Turning to Euro-zone PMIs, euro-area manufacturing growth increased to the fastest pace in more than 10 years, data this morning showed. The figure was bolstered by strong PMI showings from Italy, France and Germany earlier in the session indicating that the manufacturing sector is helping to boost economic growth in the region as exports continue to counter the impact of austerity measures on domestic demand. Chief Economist at Markit Economics, Chris Williamson, said that after “having slowed late last year, manufacturing growth has revived to a pace even stronger than the 3.3% quarterly rate seen at the peak last May. Especially encouraging is the indication that growth is picking up in the region’s periphery, led by rising exports”.
Finally, German unemployment dropped sharply, falling 52,000 (vs. expectations of 18,000) to 3.07 million or 7.3%, the lowest since September 1992 as demand for cars and machines surged. As economic growth continues to broaden in Germany companies are investing in hiring new workers to help meet the new demand for goods which will also boost domestic demand as more citizens go home with paychecks. There are however, some concerns that the divide between Germany and some periphery nations is widening to worrying levels. While unemployment plunged in Germany, Ireland’s unemployment more than tripled over the same period to 13.4%, the jobless rate in Spain was 20.3% in December and in Greece it was 13.9% in November. As German growth continues apace with demand for exports from Asia underpinning growth and consumer consumption remaining steady the divide between periphery states and Germany is only likely to widen which could have ominous implications for the euro-region.

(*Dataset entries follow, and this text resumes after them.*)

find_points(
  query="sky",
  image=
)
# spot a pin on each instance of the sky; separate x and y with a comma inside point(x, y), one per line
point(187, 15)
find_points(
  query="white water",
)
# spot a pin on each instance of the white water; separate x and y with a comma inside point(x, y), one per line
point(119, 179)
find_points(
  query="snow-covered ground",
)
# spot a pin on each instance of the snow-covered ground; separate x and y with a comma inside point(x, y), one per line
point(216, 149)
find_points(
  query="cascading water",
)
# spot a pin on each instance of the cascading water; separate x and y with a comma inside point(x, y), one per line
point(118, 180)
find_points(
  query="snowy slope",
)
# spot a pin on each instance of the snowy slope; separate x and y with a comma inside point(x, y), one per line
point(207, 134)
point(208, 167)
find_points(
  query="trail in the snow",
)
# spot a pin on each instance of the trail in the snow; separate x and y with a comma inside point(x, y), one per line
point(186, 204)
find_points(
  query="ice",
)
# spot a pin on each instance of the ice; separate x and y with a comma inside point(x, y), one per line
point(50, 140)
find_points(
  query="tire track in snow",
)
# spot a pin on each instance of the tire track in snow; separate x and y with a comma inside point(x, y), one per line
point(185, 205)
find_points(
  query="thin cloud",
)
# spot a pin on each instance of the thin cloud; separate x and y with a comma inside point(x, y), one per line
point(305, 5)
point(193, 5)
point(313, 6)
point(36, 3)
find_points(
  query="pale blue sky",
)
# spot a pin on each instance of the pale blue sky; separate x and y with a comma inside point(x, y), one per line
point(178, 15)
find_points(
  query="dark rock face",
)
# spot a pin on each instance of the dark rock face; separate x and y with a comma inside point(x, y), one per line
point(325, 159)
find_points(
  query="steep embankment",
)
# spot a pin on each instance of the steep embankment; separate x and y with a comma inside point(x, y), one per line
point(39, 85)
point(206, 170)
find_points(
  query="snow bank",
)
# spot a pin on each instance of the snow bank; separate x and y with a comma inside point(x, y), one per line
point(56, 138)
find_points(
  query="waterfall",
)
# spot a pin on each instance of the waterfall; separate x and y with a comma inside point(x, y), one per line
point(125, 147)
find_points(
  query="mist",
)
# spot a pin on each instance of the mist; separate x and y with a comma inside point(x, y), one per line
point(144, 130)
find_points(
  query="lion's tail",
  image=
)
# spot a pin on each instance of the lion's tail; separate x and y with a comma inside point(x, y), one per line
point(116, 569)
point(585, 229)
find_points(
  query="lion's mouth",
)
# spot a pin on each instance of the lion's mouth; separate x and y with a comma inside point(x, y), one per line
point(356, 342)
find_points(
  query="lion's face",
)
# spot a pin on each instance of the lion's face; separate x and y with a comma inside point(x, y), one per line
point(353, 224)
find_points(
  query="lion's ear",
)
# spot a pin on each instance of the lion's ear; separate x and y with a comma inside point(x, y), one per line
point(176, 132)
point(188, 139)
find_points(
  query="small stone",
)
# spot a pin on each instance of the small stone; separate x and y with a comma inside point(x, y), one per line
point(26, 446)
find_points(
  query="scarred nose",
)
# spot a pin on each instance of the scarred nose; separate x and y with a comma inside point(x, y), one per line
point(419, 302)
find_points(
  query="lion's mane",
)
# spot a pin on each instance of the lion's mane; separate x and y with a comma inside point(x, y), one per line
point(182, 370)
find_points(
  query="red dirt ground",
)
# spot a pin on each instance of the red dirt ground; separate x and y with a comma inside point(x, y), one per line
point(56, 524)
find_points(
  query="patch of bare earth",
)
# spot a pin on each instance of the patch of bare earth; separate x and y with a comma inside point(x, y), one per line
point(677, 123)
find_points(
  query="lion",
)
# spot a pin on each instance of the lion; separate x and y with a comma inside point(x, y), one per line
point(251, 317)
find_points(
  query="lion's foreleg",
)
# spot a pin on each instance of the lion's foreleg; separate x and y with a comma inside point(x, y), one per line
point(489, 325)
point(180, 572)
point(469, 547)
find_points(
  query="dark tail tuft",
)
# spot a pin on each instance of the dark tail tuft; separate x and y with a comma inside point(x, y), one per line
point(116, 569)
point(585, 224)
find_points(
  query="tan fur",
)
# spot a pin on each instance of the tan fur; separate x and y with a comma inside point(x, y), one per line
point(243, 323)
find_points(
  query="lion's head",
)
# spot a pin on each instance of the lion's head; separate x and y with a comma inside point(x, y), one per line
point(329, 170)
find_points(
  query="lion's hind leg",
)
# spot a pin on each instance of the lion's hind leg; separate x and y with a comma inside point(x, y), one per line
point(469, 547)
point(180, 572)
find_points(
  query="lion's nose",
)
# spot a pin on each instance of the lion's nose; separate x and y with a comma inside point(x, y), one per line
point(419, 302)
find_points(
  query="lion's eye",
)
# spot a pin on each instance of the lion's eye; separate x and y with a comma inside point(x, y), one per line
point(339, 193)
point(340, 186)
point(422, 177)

The euro caught some fresh bids upon the release of strong PMIs and German unemployment data toward 1.3850. However, as long as the pair is unable to break and close above the 1.3880 level then we could see the euro continue to consolidate around this region before making a move back lower. On the bullish side, the recent comments from ECB Draghi and others may keep the euro underpinned as speculation ramps up of the ECB hiking its interest rates sometime soon if inflationary pressure picks up. On balance then, after a raft of strong fundamental data from the euro-region this morning and speculation of rate hikes we view the euro risks skewed to the upside with further gains likely in Eur/Usd.